Documentation

CSV files and XML files can be imported into the databases using the "Import" button in the footer of the pages. Alternatively, the API can be used to import data. An R package and a Python package simplify API operations. The import function allows both, new articles, sections and categories to be created and existing entities to be updated.

To prepare data imports, a basic understanding of the data model will be helpful. Epigraf implements the Relational Article Model (RAM) to store documents in tables for projects, articles, sections, items, links, footnotes and properties.

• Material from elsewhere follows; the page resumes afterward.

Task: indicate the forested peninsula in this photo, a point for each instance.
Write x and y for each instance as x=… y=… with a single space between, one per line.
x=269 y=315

When it comes to data import, the most crucial aspect of the RAM are IRIs. IRIs are globally unique identifiers. In Epigraf databases, each entity has an IRI and you use them to prepare an import table. For example, to import categories, the import table can be structured as follows:

Id	Lemma
properties/categories/scifi	Science fiction
properties/categories/musical	Musical
properties/categories/drama	Drama

In the example, the ID field is populated with IRI paths. Each IRI path consists of the target table properties, the property type categories and a unique IRI fragment for the entity. The table is fixed. Which types are available within a table is defined in the types configuration of a database. The type used here refers to the movies sample database. The IRI fragment is an arbitrary identifier, it can contain numbers or letters.

Using IRI paths, first, ensures that no new entities are created when the same data is imported twice. Instead, the import function compares the IRIs to the database to determine whether an entity already exist. Entities with an existing IRI path are overwritten, otherwise new entities are created.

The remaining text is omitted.